News Americas, NEW YORK, NY, Mar. 23, 2023: Due to their high nutritional and versatility in preparation and ways to eat, avocados are the most-consumed tropical fruit in the world.   Much of this is due to US demand, where consumption has skyrocketed over the past 20 years. Average US per capita avocado consumption is 9 pounds a year, nearly 3 times that in Europe.

Along with increased US consumption has come increased imports, mostly from Mexico.   But avocado imports are also growing from other countries with which the US has free trade agreements, including Chile and Peru.   Driven by growing global demand, Peru’s avocado production has increased fourfold over the past 12 years.  While the majority of Peru’s exported avocados are sold in Europe, the country’s Hass avocado exports to the US increased by 46.4% in 2022.  Peruvian avocados now account for 10% of the US market’s avocado imports.

Avocados are an especially good fruit for rural farm communities.  Not only is demand increasing.  But avocados can be a high margin fruit.  While prices have dropped from the historical high of a couple of years ago, profits on avocados still exceed those on other fruit.
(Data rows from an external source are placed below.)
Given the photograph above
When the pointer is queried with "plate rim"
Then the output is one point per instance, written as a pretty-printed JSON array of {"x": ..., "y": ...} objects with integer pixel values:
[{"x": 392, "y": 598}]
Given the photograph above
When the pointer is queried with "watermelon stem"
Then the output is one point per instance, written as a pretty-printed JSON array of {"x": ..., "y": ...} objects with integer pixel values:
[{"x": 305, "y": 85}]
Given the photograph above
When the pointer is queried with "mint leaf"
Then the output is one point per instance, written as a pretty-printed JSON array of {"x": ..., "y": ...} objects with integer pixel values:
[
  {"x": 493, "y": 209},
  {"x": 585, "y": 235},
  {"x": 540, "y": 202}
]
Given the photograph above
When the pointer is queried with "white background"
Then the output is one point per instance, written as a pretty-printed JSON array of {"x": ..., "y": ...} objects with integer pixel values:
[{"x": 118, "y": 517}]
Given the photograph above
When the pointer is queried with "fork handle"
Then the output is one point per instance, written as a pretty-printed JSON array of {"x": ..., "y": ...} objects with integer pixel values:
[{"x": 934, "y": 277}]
A significant percentage of the drop in profits is due to higher fertilizer costs, driven by Russia’s invasion of Ukraine.  Growing avocados using sustainable techniques that minimize or eliminate chemical fertilizers and pesticides is one way to maintain higher profit margins. 

The benefits for family farmers derived from sustainable avocado production are evident in Peru’s Apurimac region, in the south-central part of the country.  Here, family farmers produce organic avocados to meet the demand of consumers all over the world. 

Take Candelaria Pillaca, who learned about a savings and credit program that development organization World Neighbors has run in Apurimac since 2007.  After depositing small amounts each month, Candelaria took out small loans at low interest to purchase and plant avocado trees. Along with the loans came education on organic fertilizer and pesticides, water conservation and basic accounting.  

Avocado sales have added $3,000 to Candelaria’s annual income.   This is substantial in both absolute and relative terms, particularly in rural Peru.   The added income has enabled Candelaria to pay back the savings and credit group loans and help support two of her children who attend university.  In addition to increasing her own standard of living, Candelaria can now provide her children with much greater opportunities than she has enjoyed.  

Avocados have enabled Candelaria and other farmers to break the cycle of poverty and build better lives for their families and communities.

EDITOR’S NOTE: Lionel Vigil is Regional Director for Latin America and the Caribbean at World Neighbors.